Relying on great tools is essential to small teams like Postmark where we need to balance maintaining our infrastructure and creating new features. Infrastructure tooling creates a foundation that gives us the time and confidence to push Postmark forward to add more value for our customers.
What is Curator? #
Curator is a tool from Elastic (the company behind Elasticsearch) to help manage your Elasticsearch cluster. One of Postmark’s main usages for Elasticsearch is for storing the emails that you have sent and received. We use one Elasticsearch index per day and keep a rolling 45 day window of history. This means that every day we need to create, backup, and delete some indices. Curator helps make this process automated and repeatable.
Curator is written in Python, so it is well supported almost all operating systems. Installation is a breeze with a
pip install elasticsearch-curator. That provides you with the curator command that you can use. There’s also a Python API that you can access from your Python programs, but we only use the command line interface.
Removing time-series indices #
Elasticsearch is a great choice for storing time-series data for a number of reasons. The features that Postmark uses include templates that automatically create indices and aliases that seamlessly search across many indices.
But a piece of the puzzle that Elasticsearch doesn’t solve out of the box is how to remove data. For our message activity, a message should be searchable for up to 45 days after it is sent. This logic is very simple to implement using Curator. Our indices are named as
eventtype_YYYYMMDD so we have to tell Curator about our format and what indices to remove.
curator --host <ip address> delete indices --time-unit days --older-than 45 --timestring '%Y%m%d'
And that will delete the indices older than 45 days!
But, automation to delete data should be heavily verified. Luckily, Curator provides a dry-run flag to just output what Curator would have executed.
curator --dry-run --host <ip address> delete indices --time-unit days --older-than 45 --timestring '%Y%m%d'
Managing snapshots #
Another task that Curator helps us automate is using Elasticsearch snapshots.
curator --host <ip address> snapshot --repository <repository name> indices --all-indices
This will create a snapshot of all your indices with a name such as
curator-20151208153000, which works fine for our use case (of course you can customize the name and date format).
You’ll want to remove snapshots after a certain time as well. One problem that we ran into was that snapshot performance was reduced dramatically as the number of snapshots grew.
Luckily, this was fixed in subsequent versions, but you’ll still want to remove snapshots that you don’t need any more.
curator --host <ip address> delete snapshots --repository <repository name> --older-than 10 --time-unit days
Optimizing static indices #
For indices that aren’t being actively written to, you can optimize them to reduce and merge the segments that represent the index’s data on disk. Optimizing an index is a similar concept to defragmenting your hard drive. When an index is being written to, the segment merge process happens automatically so you don’t want to explicitly call optimize on an active index.

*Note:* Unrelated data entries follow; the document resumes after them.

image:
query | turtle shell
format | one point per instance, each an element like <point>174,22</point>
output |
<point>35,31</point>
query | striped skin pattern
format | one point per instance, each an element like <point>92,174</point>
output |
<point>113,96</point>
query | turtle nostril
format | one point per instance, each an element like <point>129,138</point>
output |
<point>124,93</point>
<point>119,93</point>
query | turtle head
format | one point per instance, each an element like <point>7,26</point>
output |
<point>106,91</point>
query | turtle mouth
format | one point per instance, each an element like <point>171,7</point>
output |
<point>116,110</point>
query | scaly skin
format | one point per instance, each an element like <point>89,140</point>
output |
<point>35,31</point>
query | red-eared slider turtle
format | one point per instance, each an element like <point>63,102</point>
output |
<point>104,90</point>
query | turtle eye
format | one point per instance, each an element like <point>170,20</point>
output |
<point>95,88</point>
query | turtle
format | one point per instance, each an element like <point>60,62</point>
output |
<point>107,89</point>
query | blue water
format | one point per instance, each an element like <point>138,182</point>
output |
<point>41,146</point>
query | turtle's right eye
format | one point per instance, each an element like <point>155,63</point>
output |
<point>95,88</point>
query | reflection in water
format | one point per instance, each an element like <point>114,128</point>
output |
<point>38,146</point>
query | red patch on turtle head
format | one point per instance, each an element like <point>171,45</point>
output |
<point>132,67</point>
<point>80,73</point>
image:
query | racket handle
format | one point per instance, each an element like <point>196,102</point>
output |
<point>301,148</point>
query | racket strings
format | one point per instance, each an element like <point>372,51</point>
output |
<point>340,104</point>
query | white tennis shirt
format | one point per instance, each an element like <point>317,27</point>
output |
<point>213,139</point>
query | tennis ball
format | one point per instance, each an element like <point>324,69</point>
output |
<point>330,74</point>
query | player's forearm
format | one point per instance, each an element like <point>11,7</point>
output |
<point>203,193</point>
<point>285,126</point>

With date-based indices, only the current index is being written to, so it is safe to optimize older indices.
Performing this operation with curator is simple as well.
curator --host <ip address> optimize indices --time-unit days --older-than 2 --timestring '%Y%m%d'
The importance of tooling #
Tooling is an essential part of operations and managing a product. There needs to be tooling to automate tasks or else your team (and product) will just tread water. Most of the time we write this tooling ourselves. But the fact that Curator is provided by Elastic is an incredible time saver for our team. Curator does more than what is described above and you can read the great documentation to discover all it can do.